そして、インド洋から太平洋へと至る広大な海と空を、これからも、国の大小にかかわらず、全ての国に恩恵をもたらす平和と繁栄の基盤とする。このビジョンを共有する全ての国々と力を合わせ、日本は、「自由で開かれたインド太平洋」を築き上げてまいります。

【世界の中の日本外交】

中東地域の国々とは、長年、良好な関係を築いてきました。その歴史の上に、中東の平和と安定のため、日本独自の視点で積極的な外交を展開してまいります。

アフリカ開発会議(TICAD)がスタートして30年近くがたち、躍動するアフリカはもはや援助の対象ではありません。共に成長するパートナーです。8月にTICADを開催し、アフリカが描く夢を力強く支援していきます。

世界の平和と繁栄のために、日本外交が果たすべき役割は大きなものがある。地球規模課題の解決についても、日本のリーダーシップに強い期待が寄せられています。
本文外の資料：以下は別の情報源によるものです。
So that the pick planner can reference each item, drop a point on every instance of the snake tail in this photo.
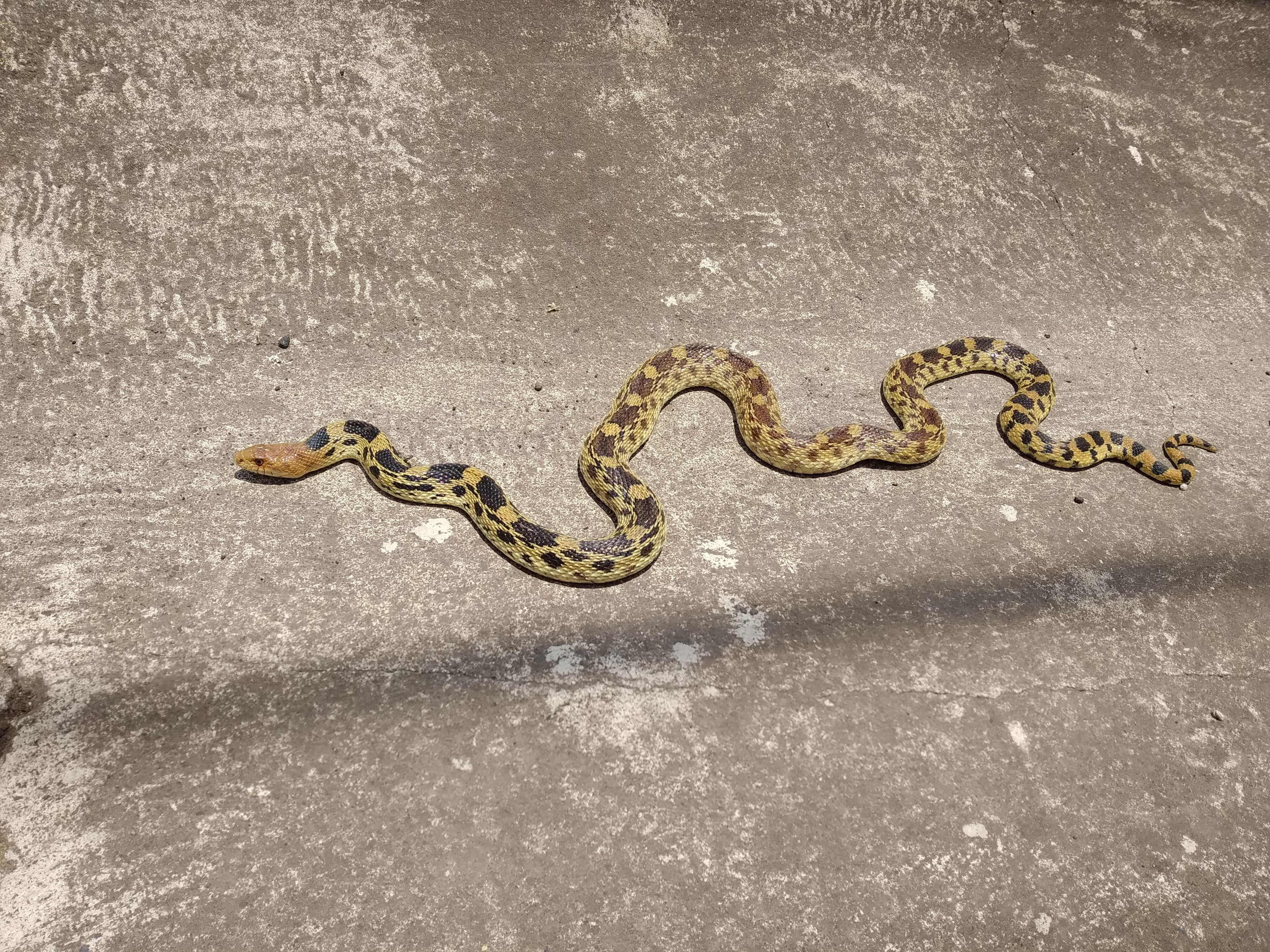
(639, 519)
我が国は4年連続で温室効果ガスの排出量を削減しました。他方で、長期目標である2050年80%削減のためには非連続的な大幅削減が必要です。環境投資に積極的な企業の情報開示を進め、更なる民間投資を呼び込むという、環境と成長の好循環を回すことで、水素社会の実現など革新的なイノベーションを、我が国がリードしてまいります。

プラスチックによる海洋汚染が、生態系への大きな脅威となっています。美しい海を次の世代に引き渡していくため、新たな汚染を生み出さない世界の実現を目指し、ごみの適切な回収・処分、海で分解される新素材の開発など、世界の国々と共に、海洋プラスチックごみ対策に取り組んでまいります。
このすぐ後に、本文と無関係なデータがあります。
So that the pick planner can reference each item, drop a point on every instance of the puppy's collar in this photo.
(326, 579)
本年6月、主要国のリーダーたちが一堂に会するG20サミットを、我が国が議長国となり、大阪で開催します。

世界経済の持続的成長、自由で公正な貿易システムの発展、持続可能な開発目標、地球規模課題への新たな挑戦など、世界が直面する様々な課題について、率直な議論を行い、これから世界が向かうべき未来像をしっかりと見定めていく。そうしたサミットにしたいと考えています。
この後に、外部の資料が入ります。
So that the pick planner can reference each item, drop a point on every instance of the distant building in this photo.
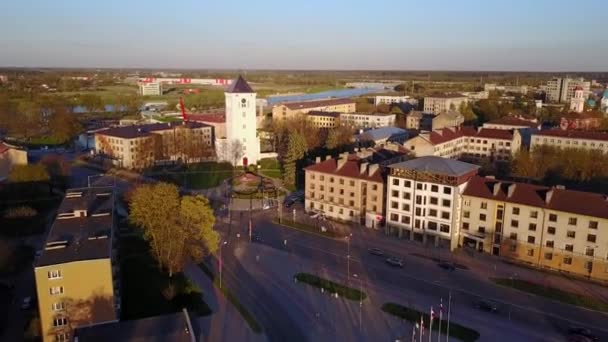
(441, 103)
(289, 110)
(390, 99)
(151, 89)
(562, 89)
(577, 102)
(423, 199)
(367, 120)
(77, 273)
(588, 140)
(466, 142)
(383, 135)
(322, 119)
(9, 157)
(140, 146)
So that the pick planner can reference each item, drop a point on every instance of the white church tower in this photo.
(242, 144)
(577, 103)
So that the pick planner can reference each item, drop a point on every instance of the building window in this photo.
(54, 274)
(55, 290)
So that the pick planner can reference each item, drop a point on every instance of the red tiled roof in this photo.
(319, 103)
(577, 202)
(349, 169)
(591, 135)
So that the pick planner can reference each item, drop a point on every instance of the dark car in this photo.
(395, 262)
(580, 331)
(447, 265)
(375, 251)
(486, 306)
これまでの地球儀俯瞰外交の積み重ねの上に、各国首脳と築き上げた信頼関係の下、世界の中で日本が果たすべき責任を、しっかりと果たしていく決意です。

平成の、その先の時代に向かって、新しい日本外交の地平を開き、世界から信頼される日本を、皆さん、勇気と誇りを持って、共に、創り上げていこうではありませんか。

六 おわりに

2025年、日本で国際博覧会が開催されます。

1970年の大阪万博。リニアモーターカー、電気自動車、携帯電話。夢のような未来社会に、子どもたちは胸を躍らせました。

「驚異の世界への扉を、いつか開いてくれる鍵。それは、科学に違いない」

会場で心震わせた8歳の少年は、その後、科学の道に進み、努力を重ね、世界で初めてiPS細胞の作製に成功しました。ノーベル生理学・医学賞を受賞し、今、難病で苦しむ世界の人々に希望の光をもたらしています。

2020年、2025年を大きなきっかけとしながら、次の世代の子どもたちが輝かしい未来に向かって大きな「力」を感じることができる、躍動感あふれる時代を、皆さん、共に、切り開いていこうではありませんか。

憲法は、国の理想を語るもの、次の時代への道しるべであります。私たちの子や孫の世代のために、日本をどのような国にしていくのか。大きな歴史の転換点にあって、この国の未来をしっかりと示していく。国会の憲法審査会の場において、各党の議論が深められることを期待いたします。

平成の、その先の時代に向かって、日本の明日を切り開く。皆さん、共に、その責任を果たしていこうではありませんか。